I am so grateful to the other men who write to me, too: James Travassos, Ralph Ospalski, Aaron Morrison, Paul Boulerice and, more recently, Richard C. Berg, Russell Zalkin and David A. Roe; to the men of the Buddhist group of A Yard at Pelican Bay, whom I visited several times (but am now prevented from doing because of a prison regulation): Joseph, Yen Chiu, Apple, Dowdy, Dino, Vo, Benjamin and the others; and to Mitchell, Lief and the other men on death row at Kentucky State Penitentiary for their hunger for spiritual experience. Without doubt, every one of them has inspired me to practice more strongly, has helped me know there is no time to waste.

Joyce Smith-Moore writes here, also, of her involvement in helping Buddhism become accepted for the first time in American prisons, in New York State in the seventies, where her husband Jim has been imprisoned for thirty-five years (“Buddhism breaks into prison“).
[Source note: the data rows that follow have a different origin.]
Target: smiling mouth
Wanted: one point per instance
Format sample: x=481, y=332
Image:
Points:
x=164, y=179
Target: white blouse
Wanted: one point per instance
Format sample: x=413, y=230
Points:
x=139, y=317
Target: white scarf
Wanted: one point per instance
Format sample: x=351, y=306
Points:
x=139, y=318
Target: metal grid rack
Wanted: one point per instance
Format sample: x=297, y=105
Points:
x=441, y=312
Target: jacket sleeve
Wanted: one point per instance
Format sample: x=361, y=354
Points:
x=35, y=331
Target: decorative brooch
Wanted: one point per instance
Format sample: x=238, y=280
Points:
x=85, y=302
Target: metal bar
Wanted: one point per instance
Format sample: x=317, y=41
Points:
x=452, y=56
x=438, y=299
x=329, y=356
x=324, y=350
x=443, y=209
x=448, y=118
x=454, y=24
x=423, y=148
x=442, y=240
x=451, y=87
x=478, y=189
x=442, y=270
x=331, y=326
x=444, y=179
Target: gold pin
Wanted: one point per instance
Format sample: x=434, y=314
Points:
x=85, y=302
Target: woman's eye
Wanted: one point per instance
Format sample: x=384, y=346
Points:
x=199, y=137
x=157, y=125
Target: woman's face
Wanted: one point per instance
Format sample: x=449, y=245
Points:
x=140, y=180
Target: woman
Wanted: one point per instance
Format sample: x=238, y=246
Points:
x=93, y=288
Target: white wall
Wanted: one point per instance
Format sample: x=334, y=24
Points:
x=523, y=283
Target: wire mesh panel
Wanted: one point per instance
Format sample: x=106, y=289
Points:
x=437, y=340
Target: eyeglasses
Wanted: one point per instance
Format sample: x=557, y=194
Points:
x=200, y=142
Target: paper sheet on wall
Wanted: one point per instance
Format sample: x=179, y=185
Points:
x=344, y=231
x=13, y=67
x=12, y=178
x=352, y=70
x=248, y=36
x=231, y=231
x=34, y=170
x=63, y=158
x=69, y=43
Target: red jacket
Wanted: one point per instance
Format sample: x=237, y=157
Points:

Finally, Jarvis Jay Masters writes moving, eloquent stories of his experiences in prison, from his cell on death row at San Quentin in California (see “Writings from death row“). Thirty-five now, Jarvis has been in the California prison system since he was twelve and has been involved in the (black) gangs of Los Angeles. It is clear from his stories that Dharma has helped him lay bear his heart to himself, and they vividly show the sweetness and skill of his compasssionate practice.

Jarvis’s stories are from his book, Finding Freedom: Writings from Death Row, just published by Padma Publishing. We thank them for allowing us to borrow their perfect title. May every living being find freedom!